8:50 Opening Comments
9:00 Detection Challenge Track Tsung-Yi Lin (Cornell Tech, Google Research) Talk
9:10 Detection/Segmentation/Places Competitor Team Megvii (Face++) Talk
9:30 Detection/Segmentation Competitor Team UCenter (CUHK & Peking University) Talk
9:50 Detection/Segmentation Competitor Team MSRA Talk
10:00 Detection/Segmentation Competitor Team FAIR Talk
10:10 Morning Break: Coffee + Posters
10:40 Keypoints Challenge Track Matteo Ronchi (Caltech) Talk
10:50 Keypoints Competitor Team Megvii (Face++) Talk
11:05 Keypoints Competitor Team OKS (Beihang University & SenseTime) Talk
11:20 Stuff Challenge Track Holger Caesar (University of Edinburgh) Talk
11:30 Stuff Competitor Team FAIR Talk
11:45 Stuff Competitor Team Oxford Active Vision Lab ——
12:00 Invited Talk Vladlen Koltun (Intel Labs) Talk
12:30 Lunch
14:00 Invited Talk Genevieve Patterson (MSR NE) Talk
14:15 Invited Talk Alexander Kirillov (University of Heidelberg & FAIR) Talk
14:30 Places Challenge Track Bolei Zhou (MIT), Hang Zhao (MIT) Talk
14:45 Places Competitor Team G-RMI (Google Research) Talk
15:05 Places Competitor Team WinterIsComing (ByteDance) Talk
15:25 Places Competitor Team CASIA_IVA_JD (Institute of Automation,
Chinese Academy of Sciences, & JD)
15:45 Afternoon Break: Coffee + Posters
16:15 Discussion Panel Genevieve Patterson (MSR NE), Hang Zhao (MIT)

6. Challenge Winners

For details on the winning entries please see the track overview slides and individual talks linked in the schedule.

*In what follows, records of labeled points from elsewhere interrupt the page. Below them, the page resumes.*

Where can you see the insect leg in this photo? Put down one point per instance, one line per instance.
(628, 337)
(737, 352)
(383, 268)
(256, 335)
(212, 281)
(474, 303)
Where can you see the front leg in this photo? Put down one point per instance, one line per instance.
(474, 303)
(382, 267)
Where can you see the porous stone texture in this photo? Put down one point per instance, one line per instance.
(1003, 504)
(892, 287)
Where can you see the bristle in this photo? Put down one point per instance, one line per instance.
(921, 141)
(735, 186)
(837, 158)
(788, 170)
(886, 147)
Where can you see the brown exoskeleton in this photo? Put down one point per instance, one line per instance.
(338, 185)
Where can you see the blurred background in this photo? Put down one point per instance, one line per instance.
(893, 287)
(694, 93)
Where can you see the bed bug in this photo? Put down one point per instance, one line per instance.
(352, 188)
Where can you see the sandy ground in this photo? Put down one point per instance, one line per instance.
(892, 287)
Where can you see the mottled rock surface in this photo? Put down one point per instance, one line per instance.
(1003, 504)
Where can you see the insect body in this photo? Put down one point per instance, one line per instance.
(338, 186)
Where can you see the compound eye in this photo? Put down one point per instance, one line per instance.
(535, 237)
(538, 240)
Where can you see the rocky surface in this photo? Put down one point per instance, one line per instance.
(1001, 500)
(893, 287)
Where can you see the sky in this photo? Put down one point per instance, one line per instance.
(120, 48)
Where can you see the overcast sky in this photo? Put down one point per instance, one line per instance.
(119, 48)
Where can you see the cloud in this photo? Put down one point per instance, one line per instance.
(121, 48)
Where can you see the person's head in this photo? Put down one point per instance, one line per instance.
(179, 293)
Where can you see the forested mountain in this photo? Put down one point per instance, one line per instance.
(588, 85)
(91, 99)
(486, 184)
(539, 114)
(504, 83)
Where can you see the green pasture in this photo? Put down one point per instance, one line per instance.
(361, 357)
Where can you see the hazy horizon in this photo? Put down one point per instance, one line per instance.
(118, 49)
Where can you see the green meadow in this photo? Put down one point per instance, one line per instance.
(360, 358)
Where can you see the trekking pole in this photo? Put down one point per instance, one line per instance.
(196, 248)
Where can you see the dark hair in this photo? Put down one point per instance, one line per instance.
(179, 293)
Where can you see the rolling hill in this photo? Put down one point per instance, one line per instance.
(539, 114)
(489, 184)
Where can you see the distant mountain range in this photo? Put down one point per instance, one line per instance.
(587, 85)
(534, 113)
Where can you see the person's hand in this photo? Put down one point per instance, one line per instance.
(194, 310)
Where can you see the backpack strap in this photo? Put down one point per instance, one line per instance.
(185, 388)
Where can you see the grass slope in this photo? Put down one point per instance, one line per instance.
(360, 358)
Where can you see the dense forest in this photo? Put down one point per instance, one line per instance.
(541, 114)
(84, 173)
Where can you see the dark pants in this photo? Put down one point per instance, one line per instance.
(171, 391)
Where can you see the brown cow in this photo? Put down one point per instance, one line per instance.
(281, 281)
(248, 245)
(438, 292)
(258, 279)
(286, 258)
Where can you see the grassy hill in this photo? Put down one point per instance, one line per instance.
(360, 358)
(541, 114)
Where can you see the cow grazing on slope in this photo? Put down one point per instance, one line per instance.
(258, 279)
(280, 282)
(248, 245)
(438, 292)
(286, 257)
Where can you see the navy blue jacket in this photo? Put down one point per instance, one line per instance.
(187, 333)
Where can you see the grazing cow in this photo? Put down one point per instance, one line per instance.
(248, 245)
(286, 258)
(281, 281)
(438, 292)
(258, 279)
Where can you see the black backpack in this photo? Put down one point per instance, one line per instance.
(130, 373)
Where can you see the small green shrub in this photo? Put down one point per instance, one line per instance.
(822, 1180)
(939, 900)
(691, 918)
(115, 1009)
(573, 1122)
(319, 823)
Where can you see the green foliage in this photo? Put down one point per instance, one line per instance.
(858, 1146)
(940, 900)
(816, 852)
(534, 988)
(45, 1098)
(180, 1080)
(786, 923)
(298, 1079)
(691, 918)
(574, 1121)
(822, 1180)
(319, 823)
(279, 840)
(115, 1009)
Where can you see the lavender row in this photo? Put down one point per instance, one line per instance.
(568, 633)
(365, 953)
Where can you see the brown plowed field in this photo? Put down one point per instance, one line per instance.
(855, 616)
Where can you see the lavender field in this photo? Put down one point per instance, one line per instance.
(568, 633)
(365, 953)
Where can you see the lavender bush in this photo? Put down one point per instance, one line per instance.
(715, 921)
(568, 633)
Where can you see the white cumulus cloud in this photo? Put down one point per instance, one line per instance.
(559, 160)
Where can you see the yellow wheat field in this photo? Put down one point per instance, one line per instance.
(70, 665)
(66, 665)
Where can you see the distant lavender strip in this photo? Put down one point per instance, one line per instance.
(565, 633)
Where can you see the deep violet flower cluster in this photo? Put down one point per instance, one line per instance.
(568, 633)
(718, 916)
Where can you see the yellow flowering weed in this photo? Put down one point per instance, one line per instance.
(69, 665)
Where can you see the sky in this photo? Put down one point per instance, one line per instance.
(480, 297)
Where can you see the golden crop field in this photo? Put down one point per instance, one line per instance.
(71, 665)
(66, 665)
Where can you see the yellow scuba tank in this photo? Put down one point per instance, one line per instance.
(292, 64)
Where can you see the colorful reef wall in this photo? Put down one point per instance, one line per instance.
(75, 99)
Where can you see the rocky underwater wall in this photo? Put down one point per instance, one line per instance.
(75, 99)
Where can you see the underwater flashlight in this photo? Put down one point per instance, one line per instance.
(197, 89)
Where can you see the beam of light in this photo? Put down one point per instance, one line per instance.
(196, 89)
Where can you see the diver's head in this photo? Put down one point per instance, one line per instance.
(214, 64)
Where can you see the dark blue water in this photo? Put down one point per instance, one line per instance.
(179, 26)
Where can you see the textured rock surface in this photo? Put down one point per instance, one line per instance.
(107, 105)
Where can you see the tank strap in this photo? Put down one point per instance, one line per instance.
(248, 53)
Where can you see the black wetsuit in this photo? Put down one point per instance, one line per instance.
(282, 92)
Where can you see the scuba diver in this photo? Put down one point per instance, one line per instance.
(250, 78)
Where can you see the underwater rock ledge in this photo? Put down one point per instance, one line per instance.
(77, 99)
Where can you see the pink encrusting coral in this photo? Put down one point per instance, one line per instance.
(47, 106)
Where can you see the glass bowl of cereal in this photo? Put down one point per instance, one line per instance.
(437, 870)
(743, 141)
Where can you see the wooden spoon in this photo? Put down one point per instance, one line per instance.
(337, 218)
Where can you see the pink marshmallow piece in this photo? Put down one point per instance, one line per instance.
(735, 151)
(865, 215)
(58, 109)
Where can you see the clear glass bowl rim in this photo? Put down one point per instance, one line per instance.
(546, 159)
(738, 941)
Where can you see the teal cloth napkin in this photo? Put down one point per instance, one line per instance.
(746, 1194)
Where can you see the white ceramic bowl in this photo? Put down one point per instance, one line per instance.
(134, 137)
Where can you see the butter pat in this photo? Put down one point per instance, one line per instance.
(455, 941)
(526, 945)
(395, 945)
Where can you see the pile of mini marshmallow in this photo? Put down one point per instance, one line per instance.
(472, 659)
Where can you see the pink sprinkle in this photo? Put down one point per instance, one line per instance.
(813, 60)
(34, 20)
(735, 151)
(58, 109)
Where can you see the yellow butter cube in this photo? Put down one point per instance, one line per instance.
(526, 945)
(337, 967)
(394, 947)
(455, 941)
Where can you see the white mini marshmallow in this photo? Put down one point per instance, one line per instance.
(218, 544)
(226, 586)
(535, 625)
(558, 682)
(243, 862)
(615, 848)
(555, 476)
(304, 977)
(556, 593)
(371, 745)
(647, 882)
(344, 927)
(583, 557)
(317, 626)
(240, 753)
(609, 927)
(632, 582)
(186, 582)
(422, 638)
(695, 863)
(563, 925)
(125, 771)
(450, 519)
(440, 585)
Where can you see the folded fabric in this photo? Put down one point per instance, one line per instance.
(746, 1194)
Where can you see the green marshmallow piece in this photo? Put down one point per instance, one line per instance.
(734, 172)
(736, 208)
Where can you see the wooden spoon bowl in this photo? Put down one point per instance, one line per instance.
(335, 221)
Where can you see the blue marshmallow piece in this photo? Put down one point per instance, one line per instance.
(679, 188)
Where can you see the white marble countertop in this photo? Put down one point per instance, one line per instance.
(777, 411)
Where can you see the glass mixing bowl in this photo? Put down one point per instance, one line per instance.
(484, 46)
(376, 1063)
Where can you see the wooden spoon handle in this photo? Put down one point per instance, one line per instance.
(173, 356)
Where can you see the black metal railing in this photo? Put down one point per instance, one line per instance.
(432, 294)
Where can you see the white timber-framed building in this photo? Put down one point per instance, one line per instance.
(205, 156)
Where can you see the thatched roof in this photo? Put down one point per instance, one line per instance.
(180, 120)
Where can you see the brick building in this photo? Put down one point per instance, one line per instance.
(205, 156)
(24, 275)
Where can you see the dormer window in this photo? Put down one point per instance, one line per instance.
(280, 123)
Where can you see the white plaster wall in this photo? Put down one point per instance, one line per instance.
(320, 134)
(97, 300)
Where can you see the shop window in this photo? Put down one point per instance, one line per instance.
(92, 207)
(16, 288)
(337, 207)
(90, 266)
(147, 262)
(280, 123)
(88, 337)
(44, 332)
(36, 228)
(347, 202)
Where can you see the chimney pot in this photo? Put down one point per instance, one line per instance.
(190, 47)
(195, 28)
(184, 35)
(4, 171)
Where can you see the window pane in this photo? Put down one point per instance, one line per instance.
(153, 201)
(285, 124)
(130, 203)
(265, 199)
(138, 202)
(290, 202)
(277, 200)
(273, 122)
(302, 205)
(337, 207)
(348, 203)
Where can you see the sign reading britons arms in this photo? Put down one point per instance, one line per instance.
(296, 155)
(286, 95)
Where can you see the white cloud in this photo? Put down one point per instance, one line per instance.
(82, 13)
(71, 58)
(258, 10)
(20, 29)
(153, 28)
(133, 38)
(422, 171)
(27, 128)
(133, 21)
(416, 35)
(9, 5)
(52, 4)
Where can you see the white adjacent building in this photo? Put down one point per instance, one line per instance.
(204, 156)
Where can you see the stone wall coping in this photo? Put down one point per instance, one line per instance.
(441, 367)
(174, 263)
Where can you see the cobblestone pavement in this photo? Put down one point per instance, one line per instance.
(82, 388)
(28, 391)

1st place 2nd place 3rd place 4th place
COCO Detection: Bounding Box Megvii UCenter MSRA FAIR
COCO Detection: Segmentation UCenter Megvii FAIR MSRA
COCO Keypoints Megvii Oks Bangbangren
COCO Stuff FAIR G-RMI Oxford
Places Instance Segmentation Megvii G-RMI BlueSky
Places Scene Parsing CASIA_IVA_JD WinterIsComing xdliang

7. Invited Speakers

Vladlen Koltun

Intel Labs

I direct a basic research lab at Intel Labs. We are based in two locations: Santa Clara, California and Munich, Germany. We are hiring interns, postdocs, and staff researchers in both locations. We are broadly interested in visual computing and intelligent systems. Our work is usually published in computer vision, machine learning, and computer graphics conferences.

Genevieve Patterson


Genevieve is a postdoc at MSR New England. She studies crowd-driven Computer Vision systems and deep learning models for medical and cultural problems. Her interests include visual attribute discovery, crowd-powered dataset annotation, fine-grained object recognition, medical network interpretability, multimodal networks, and active learning. Her work has appeared at CVPR, ECCV, NIPS, IJCV, and HCOMP, where her paper introducing a system for crowdsourced fine-grained one-shot object detection was finalist for Best Paper in 2015. She received her PhD from Brown University in 2016 under the direction James Hays (now of Georgia Tech).

Alex Kirillov

University of Heidelberg & FAIR

Alex is a last year PhD student at the University of Heidelberg (Germany) supervised by Carsten Rother. He is currently an intern in Facebook AI Research working with Piotr Dollár, Kaiming He, and Ross Girshick. He has published numerous papers in top-tier Computer Vision and Machine Learning venues such as CVPR, ICCV, and NIPS. Alex also helped organize a CVPR tutorial on diversity in Computer Vision systems in 2016. His main research interests are deep learning models for structured output and diversity modeling for Computer Vision applications. Alex is currently looking for a full-time research position in industry starting from Spring 2018.